Backpropagation algorithm

Like mentioned in the slide, we need the target vector Y to calculate dZ and the carry out the whole backprop. But in cases of application of neural networks in unstructured data like sentiment analysis on a product review or images, videos that have unlabeled target , how would the backpropagation even work?

I think I read that in such cases where there are unlabeled data, the model can still make predictions based on its training, but these predictions may not be as accurate as they would be with labeled data.

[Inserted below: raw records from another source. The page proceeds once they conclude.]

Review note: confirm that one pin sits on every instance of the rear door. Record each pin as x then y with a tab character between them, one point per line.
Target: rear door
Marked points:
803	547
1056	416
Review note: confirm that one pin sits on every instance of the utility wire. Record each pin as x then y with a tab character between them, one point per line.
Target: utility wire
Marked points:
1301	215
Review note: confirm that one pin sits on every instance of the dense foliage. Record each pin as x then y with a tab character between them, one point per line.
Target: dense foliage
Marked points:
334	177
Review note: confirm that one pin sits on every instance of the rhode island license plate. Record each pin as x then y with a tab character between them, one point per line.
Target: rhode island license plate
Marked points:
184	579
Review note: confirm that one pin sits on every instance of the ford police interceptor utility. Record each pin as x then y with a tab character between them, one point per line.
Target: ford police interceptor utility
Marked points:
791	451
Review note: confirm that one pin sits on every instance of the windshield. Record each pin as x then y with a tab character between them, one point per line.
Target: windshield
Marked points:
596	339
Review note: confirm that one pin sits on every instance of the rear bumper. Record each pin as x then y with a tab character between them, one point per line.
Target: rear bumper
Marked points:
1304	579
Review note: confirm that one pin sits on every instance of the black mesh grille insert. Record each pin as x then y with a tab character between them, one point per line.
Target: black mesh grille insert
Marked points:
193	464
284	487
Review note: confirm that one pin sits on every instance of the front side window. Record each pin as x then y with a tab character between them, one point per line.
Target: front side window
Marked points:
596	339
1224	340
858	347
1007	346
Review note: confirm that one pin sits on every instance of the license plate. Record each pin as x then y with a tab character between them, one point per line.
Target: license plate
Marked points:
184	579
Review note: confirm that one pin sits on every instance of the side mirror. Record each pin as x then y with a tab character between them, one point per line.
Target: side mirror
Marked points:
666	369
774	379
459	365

But how is it possible to make that prediction in the first place?

As far as I know neural networks are supervised models i.e. they need labeled data to be trained.

If you have no labeled data at all then you could use other techniques to semi-label them like for eg. create clusters and then use that data for training another supervised model.

1 Like

Hi @Arisha_Prasain ,

Following on @gent.spah answer, you mention in your question the case of unlabeled data.

Supervised learning definitively needs labeled data, the ground truth, to learn from it. And in Supervised learning we use a loss formula as the starting point of back propagation.

For unlabeled data we can use Unsupervised learning. Unsupervised learning models learn by looking for patterns in the data they are given. These models usually use some sort of distance or other similarity measure to determine how well a given input fits with the patterns it has identified in the data.

  • Clustering, for example, uses distance between data points to group data together.

  • Other types of unsupervised learning may use other similarity models, like a probabilistic model, to find patterns and group data.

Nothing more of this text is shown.